Same sex couples who want a biological child can opt to use donor sperm to get pregnant. Donor sperm insemination is most often performed using a technique called intrauterine insemination.
After a sperm sample is washed in the laboratory and prepared for transfer, a small catheter is placed into the vagina of the female partner, or surrogate, and through the cervix. Sperm is then injected directly into the uterus through the catheter.
In the case of either an infertile male partner or a lesbian couple, donor sperm insemination is a good option for pregnancy.
When is Sperm Donation Used?
- For same-sex couples
- When the male partner has no viable sperm
- When a male partner has a low sperm count or poor sperm morphology
- When a patient has a genetic defect that could be passed on to the baby
- When a patient has an infection
According to the American Society for Reproductive Medicine, the success rates of donor sperm insemination depend on many factors including, “the female age and the presence of other female fertility factors such as endometriosis, tubal disease, or ovulatory dysfunction.”

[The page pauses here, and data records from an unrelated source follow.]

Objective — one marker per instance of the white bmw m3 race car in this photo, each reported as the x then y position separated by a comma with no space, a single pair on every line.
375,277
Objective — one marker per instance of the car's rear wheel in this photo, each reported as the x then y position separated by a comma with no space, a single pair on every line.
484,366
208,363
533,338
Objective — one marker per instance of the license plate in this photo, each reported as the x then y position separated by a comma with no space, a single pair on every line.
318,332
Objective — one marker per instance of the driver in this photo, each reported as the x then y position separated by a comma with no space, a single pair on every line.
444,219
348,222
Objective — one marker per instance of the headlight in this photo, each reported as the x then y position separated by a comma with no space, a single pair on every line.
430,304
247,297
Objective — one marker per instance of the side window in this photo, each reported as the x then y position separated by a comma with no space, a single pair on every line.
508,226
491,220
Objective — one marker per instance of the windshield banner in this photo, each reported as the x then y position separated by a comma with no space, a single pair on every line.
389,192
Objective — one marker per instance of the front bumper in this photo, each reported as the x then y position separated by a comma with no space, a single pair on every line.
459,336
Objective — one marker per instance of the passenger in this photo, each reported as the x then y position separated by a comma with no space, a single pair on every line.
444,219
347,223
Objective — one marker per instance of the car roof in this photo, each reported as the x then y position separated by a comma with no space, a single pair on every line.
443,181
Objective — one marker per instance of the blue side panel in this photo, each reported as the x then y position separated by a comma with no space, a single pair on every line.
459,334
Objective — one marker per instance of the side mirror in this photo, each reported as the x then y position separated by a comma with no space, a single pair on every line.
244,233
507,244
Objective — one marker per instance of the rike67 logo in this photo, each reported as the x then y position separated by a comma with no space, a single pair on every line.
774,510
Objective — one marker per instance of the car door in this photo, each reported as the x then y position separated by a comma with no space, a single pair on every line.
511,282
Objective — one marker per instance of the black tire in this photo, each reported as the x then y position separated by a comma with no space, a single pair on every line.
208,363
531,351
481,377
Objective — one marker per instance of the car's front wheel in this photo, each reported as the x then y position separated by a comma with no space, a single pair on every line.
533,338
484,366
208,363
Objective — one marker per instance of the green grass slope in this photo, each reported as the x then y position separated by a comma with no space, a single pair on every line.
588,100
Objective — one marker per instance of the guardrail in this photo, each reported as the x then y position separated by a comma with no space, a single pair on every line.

Women under age 35 who have no history of fertility problems have the best chance of becoming pregnant using donor sperm.
All sperm donors are tested using the highest standards. They are tested for transmissible diseases such as HIV, hepatitis B and C, syphilis, gonorrhea, chlamydia, and also their blood type. After initial testing, donor sperm is quarantined and then retested for infections before it can be used for insemination.